“Através de um processo de diálogo político transparente e democrático, formou-se uma maioria estável que assegura, na perspectiva da legislatura, o suporte parlamentar duradouro a um Governo coerente”. António Costa, discurso de tomada de posse do XXI Governo Constitucional (26 Novembro 2015).

Primeiro, eram os muros que caíam – e, afinal, o PCP não cedeu uma vírgula nos seus compromissos políticos e eleitorais. Depois, foi a garantia de uma maioria parlamentar estável e duradoura – e, afinal, à primeira contrariedade, BE/PCP/PEV votam contra o orçamento rectificativo e a solução do governo no caso Banif. Por fim, foi a promessa de um tempo novo, reiterada na mensagem de Natal do primeiro-ministro – e, afinal, é o próprio candidato presidencial do PCP a acusar Costa de prometer “o novo” mas seguir o “antigamente” (i.e. igual ao governo PSD/CDS).
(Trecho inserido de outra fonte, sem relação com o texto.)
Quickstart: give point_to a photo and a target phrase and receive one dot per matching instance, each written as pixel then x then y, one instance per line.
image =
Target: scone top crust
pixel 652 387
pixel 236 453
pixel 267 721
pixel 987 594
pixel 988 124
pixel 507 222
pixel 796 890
Um mês após o discurso da tomada de posse, é neste ponto em que nos encontramos: à conta do orçamento rectificativo, o governo de António Costa vê cair, um por um, os pressupostos de legitimidade que fixou para si mesmo. A “geringonça” quebrou, como era óbvio que aconteceria.

Só que não quebrou sozinha. É que, à ilusão da “maioria de esquerda”, a direita respondeu com expectativas igualmente ilusórias: as de que seria possível isolar-se no parlamento com sucessivos votos contra e que bastaria a “gerigonça” quebrar para Costa ter os dias contados. Ora, não é assim, como à primeira oportunidade (o orçamento rectificativo) isso se tornou evidente. Afinal, não basta quebrar a “gerigonça”. E, afinal, não dá para votar sempre contra. António Costa percebeu-o logo, e por isso forçou a situação. O PSD só agora o descobriu.

É claro que a abstenção do PSD na votação do orçamento rectificativo teve custos. Dar a mão a António Costa é, inevitavelmente, subscrever uma solução duvidosa para o caso Banif e legitimar o PS como única força política capaz de alcançar apoios à esquerda ou à direita. Algo que, no quadro parlamentar fragmentado que temos, equivale a reconhecer o PS como o único partido com condições para assegurar a governação do país – o que contradiz todo o discurso da sua ilegitimidade.

No entanto, votar contra por defeito teria custos ainda maiores para o próprio PSD. Agora ou no futuro. Primeiro, porque há diversas matérias da governação (por exemplo, sistema bancário ou compromissos europeus) que nunca terão o apoio do PCP e nas quais seria uma irresponsabilidade o PSD opor-se – para além dos efeitos nefastos para o país, o seu eleitorado não entenderia a decisão. Segundo, porque neste momento a fragilização do Governo de António Costa não satisfaz objectivo algum, uma vez que eventuais eleições legislativas só podem ter lugar na primavera – provocar uma crise política inconsequente por vingança seria inconcebível. E, terceiro, porque, mesmo após a primavera, precipitar a queda do Governo PS só interessa à direita quando e se, pelas sondagens, houver boas hipóteses de obter uma maioria absoluta PSD/CDS – é que, como as eleições de 4 de Outubro comprovaram, a direita nunca terá condições para governar de outro modo. Ou seja, a haver erro de Passos Coelho, ele não esteve na abstenção, mas em ter convencido o seu partido de que não daria a mão ao PS nos próximos meses.

O país entra em 2016 com o tabuleiro político à vista de todos. É já factual que os alicerces parlamentares à esquerda do PS são tão frágeis quanto se supunha. Mas isso, contrariamente ao que se dizia, vale de pouco aos sociais-democratas. Por mais que lhe custe e prometa o contrário, o PSD está condenado a servir pacientemente de muleta do PS quando esses alicerces falharem. É que Costa não sairá tão cedo de São Bento e a única via de acesso do PSD ao poder é mesmo a paciência – sobretudo num 2016 que terá a eventual dissolução do parlamento como fundo, e cujo timing determinará a composição da próxima maioria parlamentar. E se, até lá, o PSD perder a paciência, perderá também as eleições.